Out of memory issue after installing nvidia driver

Hi nvidia team.

I have used 2 Geforce RTX 4060 TI in server for deep learning for 4 months. But as I try using the 2 gpus in one docker container, “end kernel panic” error occurred. Since it happens upon booting, it is hard for me to troubleshoot on my end.

Here are the actions that I took so far.

  1. Select “advanced options for ubuntu” Choose 5.15.0-119 (recovery mode)-> Issue reappears

  2. After formatting, the following steps were attempted → Issue reappears

  • sudo apt-get install ubuntu-drivers-common
  • ubuntu-drivers devices | grep recommended
  • sudo apt-get install nvidia-driver-550
  • sudo reboot now
  1. Upon reboot, select “ubuntu (default)” kernel instead of “advanced options for ubuntu” in the grub menu
  • Initially, it worked fine, but the issue reappeared after updating the nvidia-driver.

4.I mounted ubuntu–vg-ubuntu–lv via a live boot usb and tried deleting nvidia driver after the issue. But the error reappears.

It would be appreciated if I could be advised. Thank you!

Updates

I managed to resolve the issue by installing a different version of the NVIDIA driver. However, it’s still puzzling because the previous driver version should have been compatible with my GPU (RTX 4060 Ti), according to the NVIDIA driver compatibility check website: NVIDIA Driver Downloads.

Below is the output of the ubuntu-drivers devices command, which lists the available drivers. I initially chose the nvidia-driver-550 as it was marked as the “distro non-free recommended” option:

driver   : nvidia-driver-550 - distro non-free recommended
driver   : nvidia-driver-535-server-open - distro non-free
driver   : nvidia-driver-550-open - distro non-free
driver   : nvidia-driver-535-server - distro non-free
driver   : nvidia-driver-535 - distro non-free
driver   : nvidia-driver-545-open - distro non-free
driver   : nvidia-driver-545 - distro non-free
driver   : nvidia-driver-535-open - distro non-free
driver   : xserver-xorg-video-nouveau - distro free builtin

Although the nvidia-driver-550 was recommended, the error persisted, so I switched to nvidia-driver-550-open. This resolved the issue, and both the error disappeared, and nvidia-smi worked as expected.

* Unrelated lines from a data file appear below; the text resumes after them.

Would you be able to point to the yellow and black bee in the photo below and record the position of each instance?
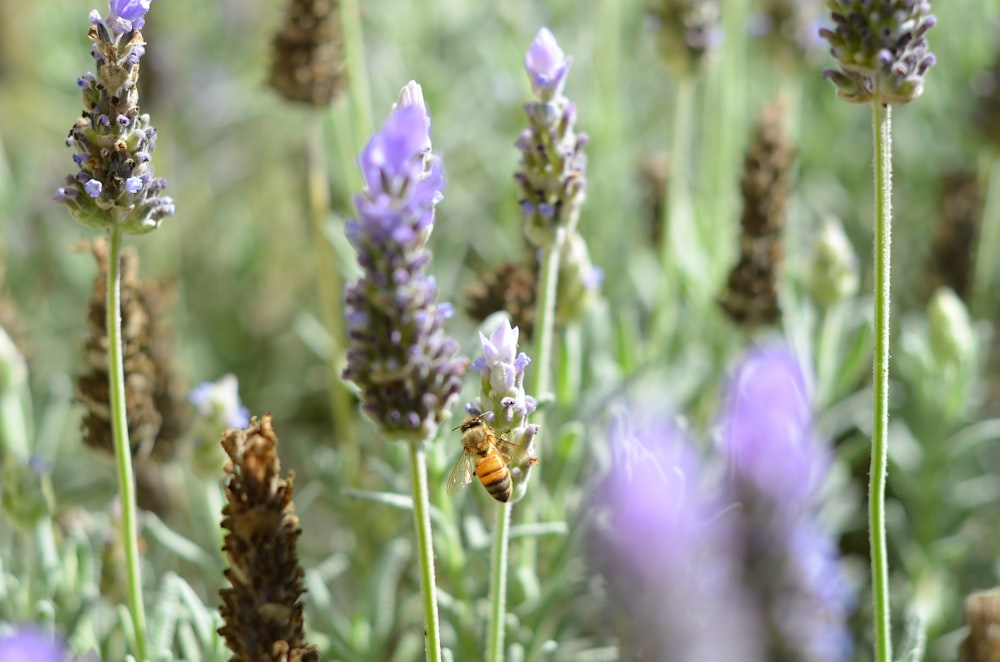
(490, 456)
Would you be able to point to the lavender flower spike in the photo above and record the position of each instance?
(777, 468)
(881, 49)
(399, 356)
(546, 65)
(113, 141)
(27, 643)
(551, 177)
(502, 400)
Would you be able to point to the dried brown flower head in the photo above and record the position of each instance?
(151, 388)
(262, 607)
(751, 295)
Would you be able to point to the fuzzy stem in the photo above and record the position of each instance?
(330, 285)
(123, 449)
(354, 51)
(498, 584)
(422, 519)
(881, 120)
(544, 325)
(545, 314)
(988, 251)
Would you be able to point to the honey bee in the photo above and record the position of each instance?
(490, 456)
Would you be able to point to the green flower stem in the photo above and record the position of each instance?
(881, 120)
(354, 52)
(330, 285)
(678, 234)
(544, 325)
(545, 313)
(988, 250)
(422, 519)
(498, 584)
(123, 449)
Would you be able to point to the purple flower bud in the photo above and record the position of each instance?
(399, 356)
(666, 554)
(772, 446)
(132, 11)
(29, 644)
(112, 139)
(550, 176)
(777, 467)
(501, 369)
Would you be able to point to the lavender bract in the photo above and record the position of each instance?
(551, 178)
(881, 49)
(405, 365)
(113, 141)
(776, 470)
(502, 401)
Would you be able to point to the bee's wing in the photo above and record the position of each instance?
(514, 455)
(461, 474)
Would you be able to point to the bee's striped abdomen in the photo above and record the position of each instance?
(495, 476)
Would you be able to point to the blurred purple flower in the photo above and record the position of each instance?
(399, 356)
(30, 645)
(766, 427)
(776, 470)
(666, 555)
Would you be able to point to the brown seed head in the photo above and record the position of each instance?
(262, 607)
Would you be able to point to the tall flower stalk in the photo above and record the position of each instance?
(114, 190)
(552, 182)
(506, 407)
(882, 53)
(308, 67)
(404, 364)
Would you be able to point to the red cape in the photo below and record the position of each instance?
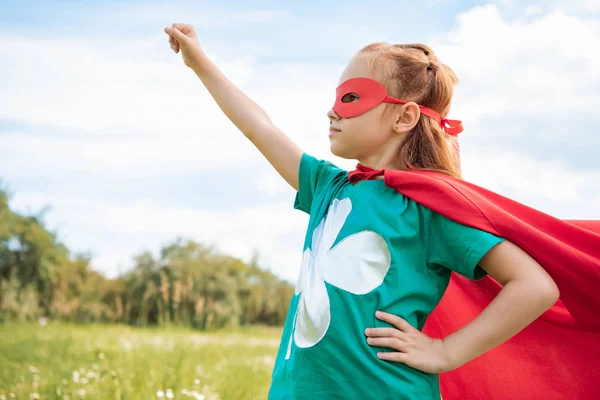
(557, 356)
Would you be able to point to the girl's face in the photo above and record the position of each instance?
(364, 136)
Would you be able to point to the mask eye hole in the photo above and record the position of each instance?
(350, 97)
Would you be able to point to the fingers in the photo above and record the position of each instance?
(185, 28)
(392, 343)
(385, 332)
(394, 320)
(397, 357)
(176, 34)
(174, 45)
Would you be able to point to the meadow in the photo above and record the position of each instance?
(66, 361)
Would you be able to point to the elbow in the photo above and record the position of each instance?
(549, 292)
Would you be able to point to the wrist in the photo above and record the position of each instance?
(452, 358)
(199, 61)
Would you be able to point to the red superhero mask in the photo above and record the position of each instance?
(371, 93)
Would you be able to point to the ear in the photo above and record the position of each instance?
(407, 117)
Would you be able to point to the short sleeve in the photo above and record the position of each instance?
(458, 247)
(313, 176)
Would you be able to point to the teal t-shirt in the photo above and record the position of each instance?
(367, 248)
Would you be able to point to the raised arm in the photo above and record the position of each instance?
(283, 154)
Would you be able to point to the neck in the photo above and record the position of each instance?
(376, 163)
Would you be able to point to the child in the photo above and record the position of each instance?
(376, 262)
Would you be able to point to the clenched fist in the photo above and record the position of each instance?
(183, 37)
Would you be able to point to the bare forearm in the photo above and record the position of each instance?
(517, 305)
(239, 108)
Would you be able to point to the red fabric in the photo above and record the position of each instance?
(371, 93)
(556, 357)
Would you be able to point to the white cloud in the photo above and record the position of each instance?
(132, 108)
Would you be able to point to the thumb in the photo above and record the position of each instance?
(176, 34)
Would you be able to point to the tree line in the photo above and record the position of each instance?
(188, 284)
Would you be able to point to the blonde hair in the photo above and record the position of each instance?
(412, 72)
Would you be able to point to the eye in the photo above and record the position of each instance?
(349, 98)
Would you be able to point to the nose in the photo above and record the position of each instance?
(332, 115)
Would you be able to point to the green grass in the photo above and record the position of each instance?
(118, 362)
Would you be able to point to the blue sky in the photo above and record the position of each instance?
(102, 121)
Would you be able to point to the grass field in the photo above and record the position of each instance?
(119, 362)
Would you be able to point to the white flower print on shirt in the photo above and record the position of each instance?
(357, 264)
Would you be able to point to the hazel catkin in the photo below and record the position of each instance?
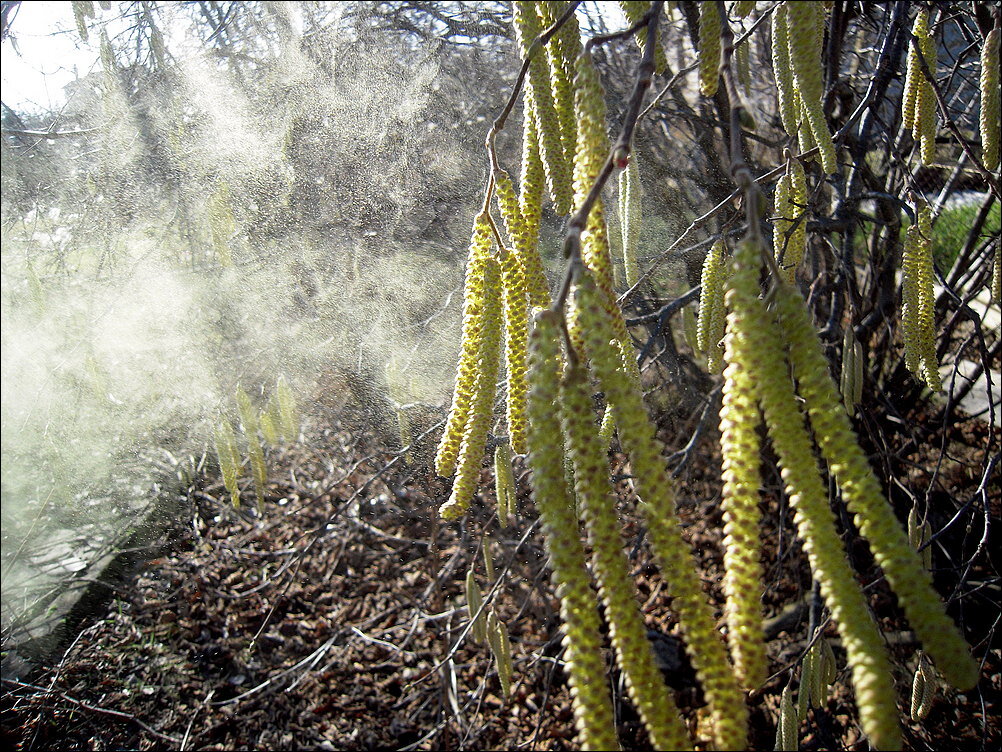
(592, 706)
(990, 99)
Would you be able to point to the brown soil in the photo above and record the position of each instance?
(337, 619)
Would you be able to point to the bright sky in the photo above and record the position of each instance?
(43, 54)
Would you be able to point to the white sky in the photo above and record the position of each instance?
(43, 54)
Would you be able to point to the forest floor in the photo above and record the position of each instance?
(336, 619)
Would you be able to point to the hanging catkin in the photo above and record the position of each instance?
(471, 448)
(474, 305)
(583, 659)
(644, 683)
(516, 321)
(990, 96)
(590, 326)
(551, 149)
(709, 48)
(815, 520)
(805, 59)
(739, 447)
(712, 313)
(865, 499)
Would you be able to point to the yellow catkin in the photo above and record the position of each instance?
(634, 11)
(996, 288)
(910, 300)
(530, 199)
(627, 633)
(709, 48)
(926, 297)
(767, 364)
(630, 217)
(555, 164)
(924, 129)
(471, 449)
(593, 716)
(923, 690)
(786, 92)
(590, 325)
(790, 223)
(712, 313)
(516, 322)
(913, 72)
(990, 96)
(805, 58)
(863, 495)
(742, 584)
(798, 244)
(787, 728)
(561, 52)
(473, 334)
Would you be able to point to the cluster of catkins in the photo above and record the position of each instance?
(556, 356)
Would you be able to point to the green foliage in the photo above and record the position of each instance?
(952, 228)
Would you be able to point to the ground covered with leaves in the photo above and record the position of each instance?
(335, 618)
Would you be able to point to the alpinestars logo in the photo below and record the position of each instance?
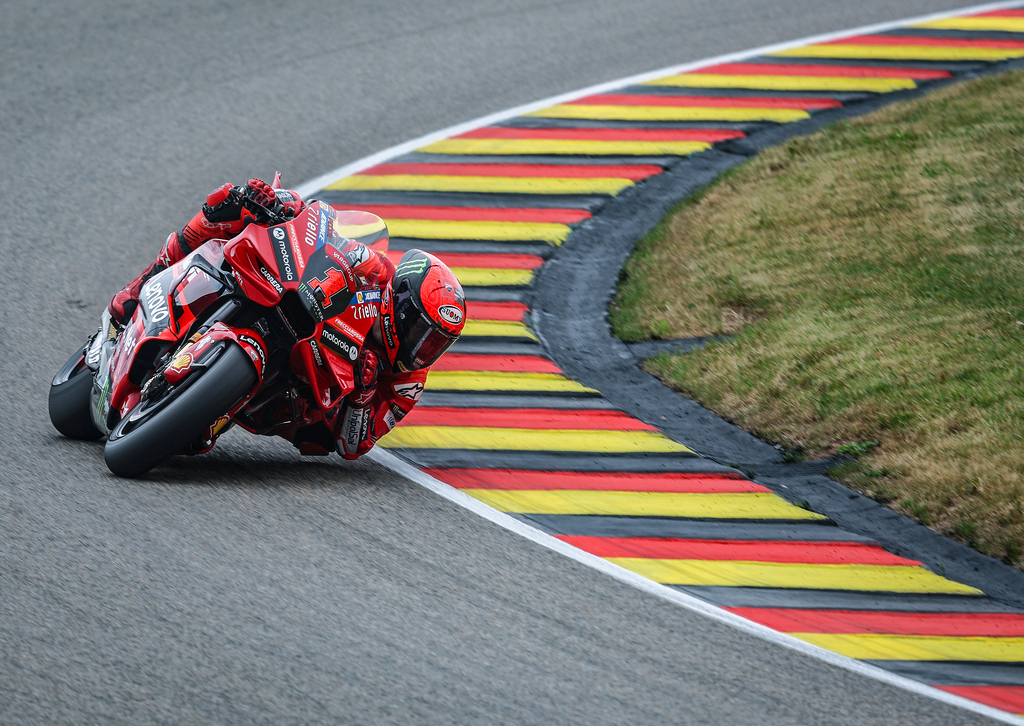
(413, 391)
(283, 253)
(156, 301)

Interestingly, I discovered that the NVIDIA Driver Version 550.144.03 was released about a week ago, which coincides with when the error began. This makes me wonder if the issue was due to a bug in the newer release or some incompatibility specific to my setup.

How can I ensure this doesn’t happen again? I’m concerned that even with nvidia-driver-550-open, the error might reappear in the future. Any advice or insights on why this occurred and how to avoid similar issues in the future would be greatly appreciated.